The need for public investment depends on the scale of the problems the government is called upon to solve. The rapid growth of Seattle’s tech sector and population, without an expansion of housing supply to match, has caused an escalating housing affordability and homelessness crisis. This ongoing emergency, combined with untreated drug use and mental illness, has driven a growing mismatch between resources and need. Even before the pandemic, Seattle was headed toward a structural budget deficit.
Now, a perfect storm of factors is making our revenue problem worse: Pandemic-era inflation. Economic uncertainty due to Trump’s tariffs.
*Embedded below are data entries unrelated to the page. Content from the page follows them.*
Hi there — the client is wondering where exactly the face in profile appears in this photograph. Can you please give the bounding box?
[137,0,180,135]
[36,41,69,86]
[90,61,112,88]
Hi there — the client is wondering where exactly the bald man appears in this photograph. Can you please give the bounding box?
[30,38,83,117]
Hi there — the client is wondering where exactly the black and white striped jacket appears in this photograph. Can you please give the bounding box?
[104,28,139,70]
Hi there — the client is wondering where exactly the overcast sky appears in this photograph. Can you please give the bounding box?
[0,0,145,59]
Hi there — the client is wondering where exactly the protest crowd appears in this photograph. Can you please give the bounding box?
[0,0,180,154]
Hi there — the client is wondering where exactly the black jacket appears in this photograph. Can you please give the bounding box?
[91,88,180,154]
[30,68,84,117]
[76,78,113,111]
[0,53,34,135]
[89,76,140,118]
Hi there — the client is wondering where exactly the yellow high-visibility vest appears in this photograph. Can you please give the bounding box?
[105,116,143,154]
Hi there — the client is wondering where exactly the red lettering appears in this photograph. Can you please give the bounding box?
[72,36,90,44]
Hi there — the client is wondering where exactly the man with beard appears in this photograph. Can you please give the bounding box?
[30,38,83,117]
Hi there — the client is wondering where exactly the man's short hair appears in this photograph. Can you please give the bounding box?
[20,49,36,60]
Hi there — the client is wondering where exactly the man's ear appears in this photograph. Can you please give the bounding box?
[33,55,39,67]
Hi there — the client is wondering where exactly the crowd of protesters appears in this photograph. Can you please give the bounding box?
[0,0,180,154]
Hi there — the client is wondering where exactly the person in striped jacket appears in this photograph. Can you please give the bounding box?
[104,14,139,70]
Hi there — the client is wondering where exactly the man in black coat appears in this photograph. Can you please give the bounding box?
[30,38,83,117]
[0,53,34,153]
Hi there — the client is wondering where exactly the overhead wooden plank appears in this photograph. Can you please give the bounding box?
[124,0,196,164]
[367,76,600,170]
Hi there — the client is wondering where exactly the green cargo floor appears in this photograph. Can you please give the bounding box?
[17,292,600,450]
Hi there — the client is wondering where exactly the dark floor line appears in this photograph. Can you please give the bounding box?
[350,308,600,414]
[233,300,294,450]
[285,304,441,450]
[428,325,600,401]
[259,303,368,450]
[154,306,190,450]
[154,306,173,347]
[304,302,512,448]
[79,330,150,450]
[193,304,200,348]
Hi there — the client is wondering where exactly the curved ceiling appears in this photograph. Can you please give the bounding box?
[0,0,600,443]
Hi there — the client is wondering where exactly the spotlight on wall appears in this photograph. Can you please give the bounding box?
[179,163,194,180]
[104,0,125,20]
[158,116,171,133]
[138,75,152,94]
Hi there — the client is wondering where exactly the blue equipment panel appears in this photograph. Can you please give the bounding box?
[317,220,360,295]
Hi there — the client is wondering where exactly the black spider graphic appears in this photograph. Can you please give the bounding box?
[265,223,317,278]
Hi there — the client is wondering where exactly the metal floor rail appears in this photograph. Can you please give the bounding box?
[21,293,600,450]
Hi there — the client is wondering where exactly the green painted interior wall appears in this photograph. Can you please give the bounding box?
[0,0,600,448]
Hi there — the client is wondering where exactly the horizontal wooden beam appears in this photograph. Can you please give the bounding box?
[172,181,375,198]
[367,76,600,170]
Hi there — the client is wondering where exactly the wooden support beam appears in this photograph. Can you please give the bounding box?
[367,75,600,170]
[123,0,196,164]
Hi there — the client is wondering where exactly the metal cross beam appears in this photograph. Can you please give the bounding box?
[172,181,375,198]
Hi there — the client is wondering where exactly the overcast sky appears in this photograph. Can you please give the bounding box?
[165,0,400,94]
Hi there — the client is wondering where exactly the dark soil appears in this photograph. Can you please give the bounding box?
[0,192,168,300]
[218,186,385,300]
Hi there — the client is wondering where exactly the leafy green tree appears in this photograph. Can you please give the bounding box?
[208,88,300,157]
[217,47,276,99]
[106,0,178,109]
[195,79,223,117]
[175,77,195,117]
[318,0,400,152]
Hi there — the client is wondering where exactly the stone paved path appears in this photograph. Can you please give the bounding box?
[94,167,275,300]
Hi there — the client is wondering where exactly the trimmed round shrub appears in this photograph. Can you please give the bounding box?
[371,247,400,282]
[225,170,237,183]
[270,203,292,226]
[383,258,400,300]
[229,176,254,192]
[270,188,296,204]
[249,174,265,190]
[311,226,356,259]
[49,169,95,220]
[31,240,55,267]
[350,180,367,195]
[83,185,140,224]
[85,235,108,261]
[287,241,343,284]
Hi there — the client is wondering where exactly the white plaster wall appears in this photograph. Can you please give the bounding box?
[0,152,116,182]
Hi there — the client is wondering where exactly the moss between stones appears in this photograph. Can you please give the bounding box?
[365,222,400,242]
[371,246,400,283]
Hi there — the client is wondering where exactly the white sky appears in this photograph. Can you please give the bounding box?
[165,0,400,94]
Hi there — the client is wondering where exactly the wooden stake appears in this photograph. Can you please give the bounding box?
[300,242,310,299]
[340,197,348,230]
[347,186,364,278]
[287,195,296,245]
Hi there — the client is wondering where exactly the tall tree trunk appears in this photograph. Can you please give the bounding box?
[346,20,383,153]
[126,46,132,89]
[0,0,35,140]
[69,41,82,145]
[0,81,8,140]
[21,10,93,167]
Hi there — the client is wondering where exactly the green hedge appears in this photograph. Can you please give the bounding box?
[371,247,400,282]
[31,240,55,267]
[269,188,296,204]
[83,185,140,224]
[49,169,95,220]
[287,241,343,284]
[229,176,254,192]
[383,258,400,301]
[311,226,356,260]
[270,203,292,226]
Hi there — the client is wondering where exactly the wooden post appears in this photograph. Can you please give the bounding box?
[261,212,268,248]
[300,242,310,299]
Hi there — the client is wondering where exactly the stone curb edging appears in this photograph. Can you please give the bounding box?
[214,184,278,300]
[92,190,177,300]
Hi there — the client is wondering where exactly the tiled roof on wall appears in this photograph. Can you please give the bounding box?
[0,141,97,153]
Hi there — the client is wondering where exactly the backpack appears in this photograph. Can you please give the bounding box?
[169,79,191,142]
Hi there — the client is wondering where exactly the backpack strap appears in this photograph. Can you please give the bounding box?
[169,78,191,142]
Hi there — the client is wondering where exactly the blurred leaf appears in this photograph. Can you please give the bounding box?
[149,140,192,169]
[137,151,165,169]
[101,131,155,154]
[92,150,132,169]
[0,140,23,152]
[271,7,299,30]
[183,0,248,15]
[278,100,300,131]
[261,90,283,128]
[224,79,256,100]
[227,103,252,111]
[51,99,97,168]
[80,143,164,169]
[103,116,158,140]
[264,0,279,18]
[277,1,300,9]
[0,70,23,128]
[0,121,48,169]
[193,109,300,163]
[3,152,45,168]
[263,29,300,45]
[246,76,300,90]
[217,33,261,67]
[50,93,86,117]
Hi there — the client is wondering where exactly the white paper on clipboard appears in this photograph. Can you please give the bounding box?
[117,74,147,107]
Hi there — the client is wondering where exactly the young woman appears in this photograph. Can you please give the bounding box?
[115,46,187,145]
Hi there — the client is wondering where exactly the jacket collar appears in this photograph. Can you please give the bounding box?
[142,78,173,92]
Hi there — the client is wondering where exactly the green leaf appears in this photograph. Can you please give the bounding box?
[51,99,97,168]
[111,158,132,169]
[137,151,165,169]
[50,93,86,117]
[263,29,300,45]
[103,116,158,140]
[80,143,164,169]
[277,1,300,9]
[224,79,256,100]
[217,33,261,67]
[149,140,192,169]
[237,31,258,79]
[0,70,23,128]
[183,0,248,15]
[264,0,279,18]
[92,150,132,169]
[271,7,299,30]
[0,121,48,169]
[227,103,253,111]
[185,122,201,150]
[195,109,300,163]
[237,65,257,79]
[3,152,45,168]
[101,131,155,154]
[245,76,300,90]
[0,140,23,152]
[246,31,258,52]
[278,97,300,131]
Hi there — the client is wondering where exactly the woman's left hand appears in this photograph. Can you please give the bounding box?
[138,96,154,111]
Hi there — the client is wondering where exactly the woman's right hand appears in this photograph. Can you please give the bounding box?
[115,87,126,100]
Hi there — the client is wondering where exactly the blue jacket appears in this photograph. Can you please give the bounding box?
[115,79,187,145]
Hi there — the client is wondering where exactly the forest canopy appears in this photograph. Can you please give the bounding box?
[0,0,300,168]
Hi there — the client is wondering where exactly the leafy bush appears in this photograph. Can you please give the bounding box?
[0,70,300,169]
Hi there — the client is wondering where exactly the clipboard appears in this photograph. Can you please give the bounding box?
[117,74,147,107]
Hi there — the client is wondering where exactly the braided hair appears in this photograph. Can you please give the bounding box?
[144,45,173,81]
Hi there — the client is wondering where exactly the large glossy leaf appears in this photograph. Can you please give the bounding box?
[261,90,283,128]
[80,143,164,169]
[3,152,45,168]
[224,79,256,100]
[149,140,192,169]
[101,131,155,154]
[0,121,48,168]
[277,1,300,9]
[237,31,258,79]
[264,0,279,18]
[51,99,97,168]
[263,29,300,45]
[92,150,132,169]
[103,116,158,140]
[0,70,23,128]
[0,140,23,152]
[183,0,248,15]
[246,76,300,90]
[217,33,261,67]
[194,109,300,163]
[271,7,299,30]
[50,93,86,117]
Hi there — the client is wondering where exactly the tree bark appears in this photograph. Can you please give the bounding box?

This April’s revenue forecast predicted that the City will bring in $240 million less during the 2025-26 biennium than was assumed in the adopted budget — and that’s not accounting for likely cuts to federal funding that flows through Seattle.
The City needs to be smart about using our existing budget efficiently and effectively, but we must also raise new progressive revenue to continue to deliver the services residents depend on, from libraries and parks to shelter and emergency response.
I served on the Seattle Revenue Stabilization Workgroup in 2023 and did extensive research into our progressive revenue options. Unfortunately, Harrell’s administration shelved that work and we’re now on the back foot as the City faces these mounting crises.